Hannes Reeh, AndauIm Glas dunkles kräftiges Rubingranat, opaker Kern. In der Nase dicht und fett, Vanille und Kakao, leichte Schärfe, eingelegte Rumzwetschken, Zimt, auch rotbeerige Noten. Am Gaumen Vanille, Röstnoten, eingelegte Weichseln, saftig, fruchtig, dunkle Beeren, Toast. noch nicht ganz weiche Tannine, mittellang bis lang im Mund mit rotbeerigen Noten und etwas Toast.

Die gute Nachricht ist, dieser Zweigelt ist keine böse Überraschung. Die weniger gute Nachricht ist, er ist im Grunde gar keine Überraschung. Will heißen, er ist ein wenig unspannend, etwas gefällig und geschliffen. Schön und auch cool und der Weinmacher hat auch alles richtig gemacht,dieser hier passt sicher zu einer ganzen Menge an Gerichten. Wenn ein Weinhändler mit leuchtenden Augen etwas hervorholt und dabei aufgeregt sagt: „Hier hab ich etwas, das wird Ihnen garantiert gefallen!“, dann ist es dieser Wein. Aber dadurch ist er vielleicht auch ein wenig vorhersehbar: Da gibt es nichts zu entdecken, keinen Spannungsbogen, keine Ecken und Kanten. Man könnte sagen, unkompliziert im besten Sinne. Die Verkosterrunde hat dafür vier fette Spirits und natürlich auch eine Kaufempfehlung. Kaufen und liegen lassen, er braucht noch. Der Vorliegende wurde doppeldekantiert und ist dadurch etwas zugänglicher. Prost.

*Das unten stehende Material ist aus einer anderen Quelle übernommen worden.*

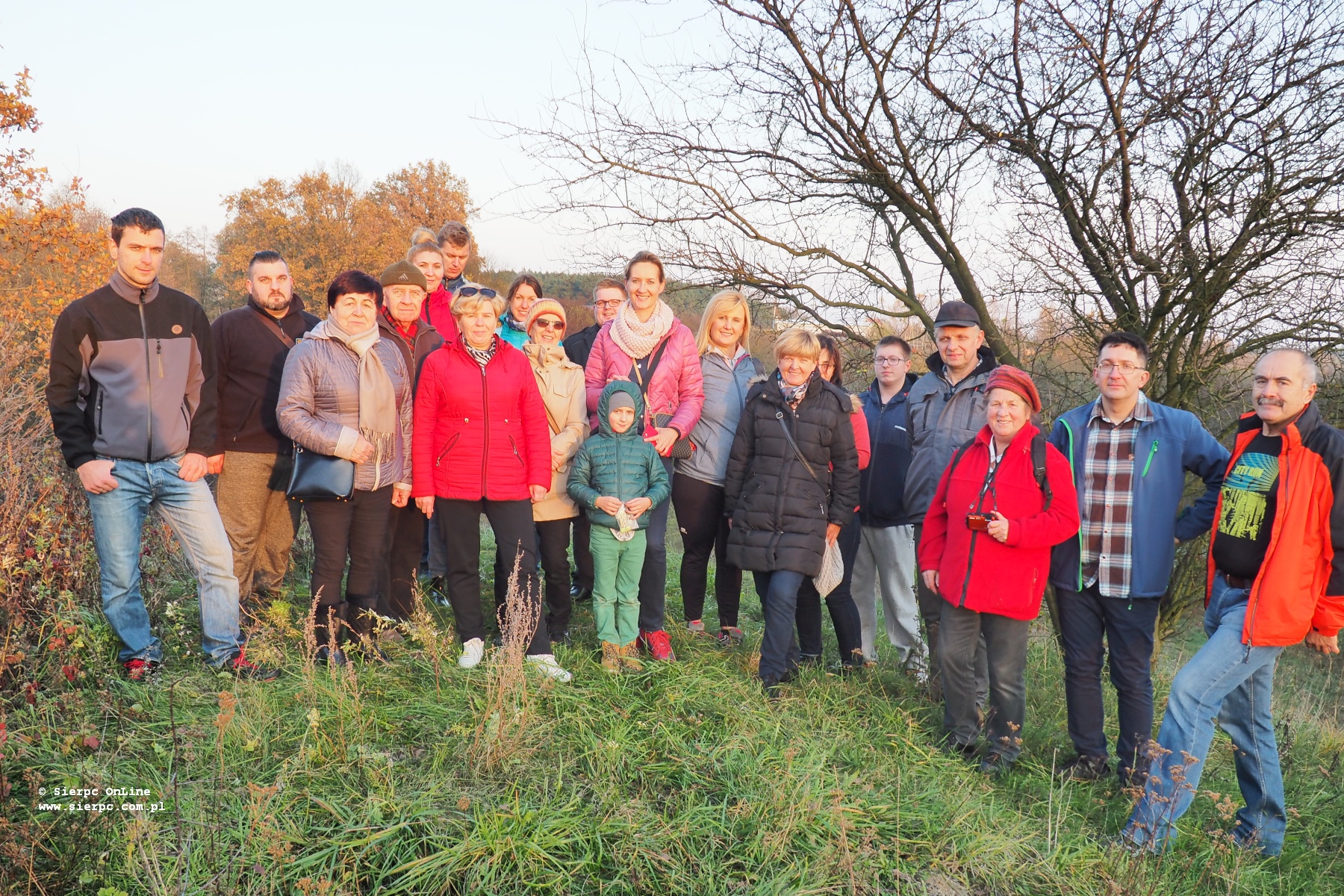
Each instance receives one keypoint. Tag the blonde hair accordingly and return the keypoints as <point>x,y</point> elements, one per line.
<point>468,304</point>
<point>719,302</point>
<point>797,341</point>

Hannes Reeh, der Vorzeigewinzer aus Andau, der Beinahe-Industriewinzer vom Neusiedlersee, der ehemalige Jungwinzer, der mit beiden Beinen fest auf der Erde geblieben ist und nachwievor alle seine hunderte Barriques selber verkostet. Die Weingärten macht der Vater, der weiß seit 40 Jahren wie das geht. Der große Keller wird von ihm selbst gemanaged, mit Nase und Gaumen und viel Augenmaß.